Penelitian lintas lembaga oleh Institut Pertanian Bogor (IPB) menemukan penurunan persentase emisi karbon dari deforestasi Indonesia seba...
Penelitian
lintas lembaga oleh Institut Pertanian Bogor (IPB) menemukan penurunan
persentase emisi karbon dari deforestasi Indonesia sebanyak 19 persen
setelah dilakukannya penghitungan ulang melalui angka faktor emisi baru.
PortalHijau - Pimpinan Tim Peneliti Departemen Silvikultur Fakultas Kehutanan
IPB Bambang Heru Saharjo menyatakan timnya berhasil menemukan penurunan
persentase itu melalui metode perhitungan angka faktor emisi baru. Hal
itu, paparnya, dapat menunjukkan nilai emisi karbon Indonesia tidak
sebesar yang selama ini dikenal oleh dunia Internasional.
Dia
menegaskan metode baru itu mampu mengubah nilai emisi karbon Indonesia
menjadi 19 persen lebih kecil dibandingkan nilai emisi yang dikenal
selama ini. Data National Council on Climate Change pada 2010
menyebutkan bahwa 85 [persen gas rumah kaca di Indonesia berasal dari
aktivitas lahan, dengan komposisi antara lain 37 persen terkait dengan
deforestasi dan 27 persen pada kebakaran lahan gambut.
"Indonesia
dituding sebagai negara pencetus karbon terbesar ketiga di dunia
setelah Amerika Serikat dan Cina akibat deforestasi dan kebakaran hutan.

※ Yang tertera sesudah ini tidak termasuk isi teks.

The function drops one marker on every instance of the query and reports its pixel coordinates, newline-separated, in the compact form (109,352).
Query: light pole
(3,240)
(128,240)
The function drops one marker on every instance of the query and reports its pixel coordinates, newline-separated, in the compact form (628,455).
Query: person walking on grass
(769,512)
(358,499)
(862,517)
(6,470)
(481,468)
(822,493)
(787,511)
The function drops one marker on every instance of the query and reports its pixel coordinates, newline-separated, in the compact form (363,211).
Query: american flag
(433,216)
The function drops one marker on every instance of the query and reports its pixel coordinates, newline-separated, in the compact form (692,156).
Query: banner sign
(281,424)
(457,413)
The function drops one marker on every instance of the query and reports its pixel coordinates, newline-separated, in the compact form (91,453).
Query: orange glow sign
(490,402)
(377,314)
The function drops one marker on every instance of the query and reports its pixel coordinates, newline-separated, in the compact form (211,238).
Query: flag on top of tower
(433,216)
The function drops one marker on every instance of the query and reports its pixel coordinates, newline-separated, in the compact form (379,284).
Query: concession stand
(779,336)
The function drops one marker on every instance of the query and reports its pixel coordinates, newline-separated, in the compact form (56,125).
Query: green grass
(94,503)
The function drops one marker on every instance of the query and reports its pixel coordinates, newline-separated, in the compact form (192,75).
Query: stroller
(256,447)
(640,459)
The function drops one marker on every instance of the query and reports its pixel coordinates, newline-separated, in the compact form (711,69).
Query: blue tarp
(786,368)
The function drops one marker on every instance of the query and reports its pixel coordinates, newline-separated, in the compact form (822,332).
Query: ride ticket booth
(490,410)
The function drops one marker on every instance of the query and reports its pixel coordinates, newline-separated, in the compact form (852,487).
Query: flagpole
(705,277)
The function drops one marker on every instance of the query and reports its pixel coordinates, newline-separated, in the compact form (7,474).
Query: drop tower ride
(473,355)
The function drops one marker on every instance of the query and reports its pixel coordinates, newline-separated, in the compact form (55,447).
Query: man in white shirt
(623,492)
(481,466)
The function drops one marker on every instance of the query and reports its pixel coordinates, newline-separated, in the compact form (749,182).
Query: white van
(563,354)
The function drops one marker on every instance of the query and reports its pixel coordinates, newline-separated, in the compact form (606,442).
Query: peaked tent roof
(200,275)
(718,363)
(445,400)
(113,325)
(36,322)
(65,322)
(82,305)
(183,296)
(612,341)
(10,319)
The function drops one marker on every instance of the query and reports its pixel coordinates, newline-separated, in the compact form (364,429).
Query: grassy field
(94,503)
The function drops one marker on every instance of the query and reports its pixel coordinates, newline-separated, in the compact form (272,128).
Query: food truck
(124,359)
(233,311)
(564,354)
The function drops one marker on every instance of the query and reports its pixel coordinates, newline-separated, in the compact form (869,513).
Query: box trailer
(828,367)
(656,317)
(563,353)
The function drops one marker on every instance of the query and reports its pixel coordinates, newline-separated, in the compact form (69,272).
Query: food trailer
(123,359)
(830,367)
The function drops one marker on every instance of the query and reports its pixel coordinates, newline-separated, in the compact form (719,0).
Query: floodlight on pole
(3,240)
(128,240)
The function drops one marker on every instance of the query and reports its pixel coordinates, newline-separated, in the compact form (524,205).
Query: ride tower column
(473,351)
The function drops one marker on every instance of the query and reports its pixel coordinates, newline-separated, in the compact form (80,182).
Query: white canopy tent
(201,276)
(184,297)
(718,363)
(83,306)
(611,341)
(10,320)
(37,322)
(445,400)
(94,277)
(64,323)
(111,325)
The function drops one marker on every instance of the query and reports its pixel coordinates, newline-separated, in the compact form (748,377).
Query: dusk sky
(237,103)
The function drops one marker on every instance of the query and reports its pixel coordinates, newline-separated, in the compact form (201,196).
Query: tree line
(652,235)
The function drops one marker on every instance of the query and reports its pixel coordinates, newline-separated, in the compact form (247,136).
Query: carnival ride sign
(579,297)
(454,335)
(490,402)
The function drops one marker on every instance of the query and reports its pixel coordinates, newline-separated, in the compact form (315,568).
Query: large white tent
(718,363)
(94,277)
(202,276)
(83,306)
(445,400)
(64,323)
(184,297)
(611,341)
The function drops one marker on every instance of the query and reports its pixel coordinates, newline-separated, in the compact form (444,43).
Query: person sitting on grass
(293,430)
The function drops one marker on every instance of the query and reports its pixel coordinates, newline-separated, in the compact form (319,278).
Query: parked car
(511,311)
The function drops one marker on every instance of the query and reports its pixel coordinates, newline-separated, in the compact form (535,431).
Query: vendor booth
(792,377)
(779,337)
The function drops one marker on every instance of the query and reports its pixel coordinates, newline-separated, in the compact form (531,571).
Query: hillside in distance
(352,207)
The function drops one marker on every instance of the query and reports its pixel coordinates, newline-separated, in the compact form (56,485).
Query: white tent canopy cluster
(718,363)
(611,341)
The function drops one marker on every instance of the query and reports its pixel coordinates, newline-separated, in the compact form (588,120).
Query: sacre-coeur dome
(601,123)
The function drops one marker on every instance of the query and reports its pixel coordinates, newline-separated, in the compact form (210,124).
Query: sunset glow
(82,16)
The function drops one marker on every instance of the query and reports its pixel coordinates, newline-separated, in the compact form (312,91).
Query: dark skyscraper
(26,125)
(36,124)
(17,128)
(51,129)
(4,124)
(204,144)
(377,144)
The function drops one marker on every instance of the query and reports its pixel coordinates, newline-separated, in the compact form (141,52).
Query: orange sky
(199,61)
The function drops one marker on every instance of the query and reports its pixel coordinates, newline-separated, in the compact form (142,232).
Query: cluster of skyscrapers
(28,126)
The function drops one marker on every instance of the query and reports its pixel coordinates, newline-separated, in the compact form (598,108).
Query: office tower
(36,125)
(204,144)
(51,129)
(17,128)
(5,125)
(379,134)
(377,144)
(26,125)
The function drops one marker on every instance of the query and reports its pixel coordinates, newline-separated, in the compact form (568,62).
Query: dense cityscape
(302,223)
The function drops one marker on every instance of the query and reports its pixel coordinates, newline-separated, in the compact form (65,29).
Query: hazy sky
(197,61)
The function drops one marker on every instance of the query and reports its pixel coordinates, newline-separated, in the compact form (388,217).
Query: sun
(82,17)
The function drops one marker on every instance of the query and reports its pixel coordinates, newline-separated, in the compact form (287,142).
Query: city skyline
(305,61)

Dengan (penghitungan) ini, bisa mengkoreksi penghitungan emisi," ujar
Bambang dalam keterangannya kepada pers di Kantor Kementerian Lingkungan
Hidup dan Kehutanan, Kamis (16/6).
Riset ini merupakan penelitian yang didanai oleh NASA berjudul NASA
Tropical Peat Fire Research Project Incorporating, Quantifying and
Locating Fire Emissions from Tropical Peat Lands: Filling a Critical Gap
in Indonesia's National Carbon Monitoring, Reporting and Verification
(MRV) Capabilities for Supporting REDD+ Activities.
Menurut
Bambang, hasil riset bersama ini dapat membuktikan bahwa pengeluaran
emisi Indonesia tak setinggi yang selama ini diakui secara global.
Dengan
riset baru ini, Bambang menjelaskan terdapat metode baru untuk
menghitung emisi yang dihasilkan dari kebakaran gambut. Perhitungan itu
dilakukan menggunakan peralatan Fourier Transform Infrared Spectroscopy
(FTIR) dan Photoacoustic Extinctiometer (PAX) yang menggunakan panjang
gelombang 405 nm dan 870 nm, gravimetric filters, dan Whole Air Sampling
(WAS).
Hasil penelitian ini kemudian mendorong dilakukannya
revisi nilai faktor emisi yang selama ini digunakan IPCC, yaitu untuk
nilai CO2 (-8 persen), CH4 (-55 persen), NH3 (-86 persen), CO (+39
persen).
Emisi kebakaran gambut selama ini dihitung menggunakan
persamaan Seiler dan Cruizen yang berasal dari metode penghitungan
Intergovernmental Panel on Climate Change (IPCC). Kalkulasi faktor emisi
menjadi salah satu parameter penentu dalam penghitungan emisi total
dari kebakaran gambut.
"Padahal jika nilai emisi dari kebakaran
gambut dikeluarkan dari perhitungan, maka ranking Indonesia sebagai
negara penyumbang emisi karbon bisa turun ke peringkat 22 atau 24," kata
Bambang.
IPB turut menggandeng South Dakota State University
(SDSU), Montana University, Universitas Palangkaraya, Pemerintah
Provinsi Kalimantan Tengah, Pemerintah Kabupaten Kapuas, dan Borneo
Orangutan Survival Foundation (BOSF) dalam penelitian tersebut.
Direktur
Mitigasi Perubahan Iklim Kementerian Lingkungan Hidup dan Kehutanan
(KLHK) Emma Rachmawaty menyatakan bahwa penelitian tersebut merupakan
salah satu bagian dari upaya peninjauan kembali terhadap perbaikan yang
berkesinambungan. Menurutnya, hasil riset tersebut dapat diajukan
sebagai koreksi terhadap data penilaian faktor emisi melalui forum Task
Force Inventory (TFI) pada Konvensi PBB tentang Perubahan Iklim.
"Pada forum ini hasil riset bisa diajukan sebagai assesment terhadap faktor emisi yang disampaikan oleh para ahli," kata Emma.